Add the room-temperature butter and sugar to a bowl. Use a mixer to cream the sugar and butter together on high speed until the mixture is light in color and creamy in texture.
Separate the egg yolk from the egg white. Add the egg yolk and vanilla to the butter and sugar mixture and mix to combine. Set the egg white aside for later.
In a separate bowl, combine the four and salt until evenly mixed. Add the flour mixture to the mixing bowl with the butter mixture, and mix on low speed until a slightly crumbly dough forms. No dry flour should remain on the bottom of the bowl.
Shape the dough into a ball, wrap in plastic wrap, and chill for 30 minutes in the refrigerator.

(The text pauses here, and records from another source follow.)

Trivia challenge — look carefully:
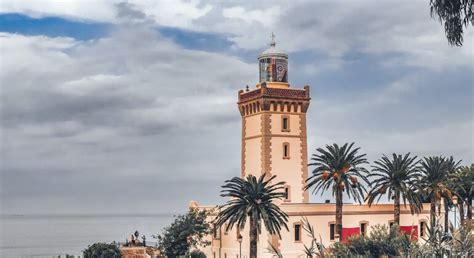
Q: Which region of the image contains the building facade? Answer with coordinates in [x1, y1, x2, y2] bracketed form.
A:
[191, 37, 429, 258]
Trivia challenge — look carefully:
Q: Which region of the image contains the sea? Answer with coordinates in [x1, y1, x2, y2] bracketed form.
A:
[0, 214, 174, 258]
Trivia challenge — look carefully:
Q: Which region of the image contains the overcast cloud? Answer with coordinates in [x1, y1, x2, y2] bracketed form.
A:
[0, 1, 474, 213]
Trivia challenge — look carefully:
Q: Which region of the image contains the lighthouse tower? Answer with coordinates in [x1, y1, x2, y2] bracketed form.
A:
[238, 34, 310, 203]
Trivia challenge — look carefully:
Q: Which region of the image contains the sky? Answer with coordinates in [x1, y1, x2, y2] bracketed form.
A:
[0, 0, 474, 214]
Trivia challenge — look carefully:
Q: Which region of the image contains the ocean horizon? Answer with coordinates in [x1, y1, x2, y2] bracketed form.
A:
[0, 213, 177, 258]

When you're ready to make the cookies, preheat the oven to 350ºF and line a baking sheet with parchment paper. Lightly whisk the reserved egg white until it's slightly runny. Place the shredded coconut in a separate bowl.
Divide the dough into 16 equal-sized pieces and roll each one into a ball. Dip each ball into the egg white, then roll it around in the shredded coconut to coat. Place the coated cookies on the prepared baking sheet.
Use the back of a round ½ tsp measuring spoon or your thumb to make an indentation in the center of each cookie. Fill each indentation with about ½ tsp jam.
Bake the cookies for 15 minutes or just until the coconut becomes slightly golden on the edges. Allow the cookies to cool before serving.